While a body corporate can be a shareholder or partner in a company or LLP, the ultimate control is generally exercised by an individual or group of individuals.
According to Anshul Jain, partner, tax and regulatory services, at PwC India, SBO rules which call for identification and cast a reporting obligation on LLPs will strengthen the framework around disclosures of ultimate owners. Previously, the requirement was only applicable to companies registered under the Companies Act.
An LLP is an alternative corporate business form that gives the partners the benefits of limited liability (to the extent of their capital contribution) and the flexibility of a partnership. As of January 31, there were nearly 2.60 lakh registered LLPs in India, with nearly 75% being those operating in the services sector. The exact number of LLPs that have been used as investment vehicles could not be ascertained from the MCA data.
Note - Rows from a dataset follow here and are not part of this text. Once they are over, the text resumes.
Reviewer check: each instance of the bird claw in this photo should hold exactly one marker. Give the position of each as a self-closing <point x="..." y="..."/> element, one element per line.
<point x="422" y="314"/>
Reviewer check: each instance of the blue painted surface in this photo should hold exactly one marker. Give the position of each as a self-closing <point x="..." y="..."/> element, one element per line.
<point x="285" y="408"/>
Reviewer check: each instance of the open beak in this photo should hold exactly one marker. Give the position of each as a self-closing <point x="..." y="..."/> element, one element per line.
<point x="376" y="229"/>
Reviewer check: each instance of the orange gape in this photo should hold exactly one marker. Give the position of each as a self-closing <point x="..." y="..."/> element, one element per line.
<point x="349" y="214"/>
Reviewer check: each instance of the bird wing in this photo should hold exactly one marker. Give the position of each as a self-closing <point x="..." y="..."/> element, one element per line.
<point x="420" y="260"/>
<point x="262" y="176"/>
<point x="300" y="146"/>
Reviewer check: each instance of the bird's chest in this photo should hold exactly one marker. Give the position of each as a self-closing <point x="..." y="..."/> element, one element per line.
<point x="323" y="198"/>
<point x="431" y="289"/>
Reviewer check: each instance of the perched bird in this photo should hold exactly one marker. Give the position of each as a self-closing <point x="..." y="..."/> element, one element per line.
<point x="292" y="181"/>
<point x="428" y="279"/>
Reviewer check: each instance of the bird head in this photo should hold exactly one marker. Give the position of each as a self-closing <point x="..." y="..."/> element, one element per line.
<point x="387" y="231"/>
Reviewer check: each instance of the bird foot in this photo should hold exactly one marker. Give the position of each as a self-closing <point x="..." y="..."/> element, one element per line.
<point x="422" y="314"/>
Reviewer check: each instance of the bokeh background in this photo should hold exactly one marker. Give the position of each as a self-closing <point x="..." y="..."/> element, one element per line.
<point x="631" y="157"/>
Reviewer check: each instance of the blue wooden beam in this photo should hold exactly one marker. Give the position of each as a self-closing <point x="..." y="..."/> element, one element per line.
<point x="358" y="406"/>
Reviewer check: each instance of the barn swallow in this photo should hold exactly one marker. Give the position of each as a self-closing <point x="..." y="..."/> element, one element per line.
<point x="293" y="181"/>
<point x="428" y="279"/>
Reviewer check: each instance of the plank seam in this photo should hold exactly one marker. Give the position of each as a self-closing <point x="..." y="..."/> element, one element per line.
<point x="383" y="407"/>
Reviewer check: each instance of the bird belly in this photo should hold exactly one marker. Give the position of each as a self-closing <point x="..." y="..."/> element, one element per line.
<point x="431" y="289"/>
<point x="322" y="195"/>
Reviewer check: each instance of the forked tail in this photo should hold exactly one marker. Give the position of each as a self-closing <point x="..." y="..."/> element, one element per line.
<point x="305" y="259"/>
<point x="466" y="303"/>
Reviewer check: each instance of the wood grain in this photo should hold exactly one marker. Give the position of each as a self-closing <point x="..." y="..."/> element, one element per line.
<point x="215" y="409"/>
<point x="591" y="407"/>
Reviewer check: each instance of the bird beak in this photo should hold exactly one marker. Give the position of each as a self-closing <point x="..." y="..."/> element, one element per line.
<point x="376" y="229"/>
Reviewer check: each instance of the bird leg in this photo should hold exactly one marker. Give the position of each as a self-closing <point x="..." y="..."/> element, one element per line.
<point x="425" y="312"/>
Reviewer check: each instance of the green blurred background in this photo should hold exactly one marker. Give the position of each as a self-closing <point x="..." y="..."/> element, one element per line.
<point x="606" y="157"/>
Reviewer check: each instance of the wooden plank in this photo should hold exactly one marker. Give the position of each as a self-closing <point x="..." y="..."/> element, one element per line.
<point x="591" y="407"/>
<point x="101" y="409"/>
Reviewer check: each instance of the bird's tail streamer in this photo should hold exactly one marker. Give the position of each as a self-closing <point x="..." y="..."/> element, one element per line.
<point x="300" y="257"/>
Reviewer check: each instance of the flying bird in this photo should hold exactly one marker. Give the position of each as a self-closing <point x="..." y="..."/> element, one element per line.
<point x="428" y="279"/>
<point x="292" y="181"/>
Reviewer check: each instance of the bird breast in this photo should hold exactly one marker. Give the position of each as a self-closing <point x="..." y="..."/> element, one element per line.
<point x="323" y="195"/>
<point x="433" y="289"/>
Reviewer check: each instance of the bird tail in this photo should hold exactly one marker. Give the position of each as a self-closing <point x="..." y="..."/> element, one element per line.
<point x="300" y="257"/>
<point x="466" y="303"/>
While LLPs were covered by the SBO norms under a notification issued by the ministry of corporate affairs in February, the relevant rules were issued on November 9.
Jiger Saiya, partner heading tax and regulatory services at MSKA & Associates, adds, "With LLPs gaining acceptance as a form of business entity or investment vehicle in India, it was imperative for the government to introduce regulations to ensure transparency and curb illicit financing."
"For instance, foreign direct regulations require RBI's approval where any investment comes from beneficial owners residing in neighbouring countries. The SBO regulations will aid tracing any such investments which may have used circuitous routes without seeking the mandated approvals. The challenge would be reaching or seeking the data of beneficial ownership residing outside India and requiring them to share the relevant details with the LLP," said Saiya.
According to these rules, an SBO in an LLP means an individual who, acting alone or together with one or more persons or trusts, meets any one or more of the four parameters that have been set. These include owning or controlling not less than 10% of capital contribution or voting rights. Or having the right to receive at least 10% of the total distributable profits in a financial year, or having the right to exercise significant control in any manner.
Within 90 days of the notification of the rules, all individuals identified as SBOs have to file a declaration with the LLP. In turn, LLPs have to share details of SBO's in the entity with the Registrar of Companies, within 30 days of the date of declaration made by an individual about holding or acquiring a significant beneficial owner status.
"The notified rules are not free from ambiguity, specifically where the LLPs have complex organisation structure," states Jain. Reporting obligations could be cumbersome in case where structures are complex, said Saiya.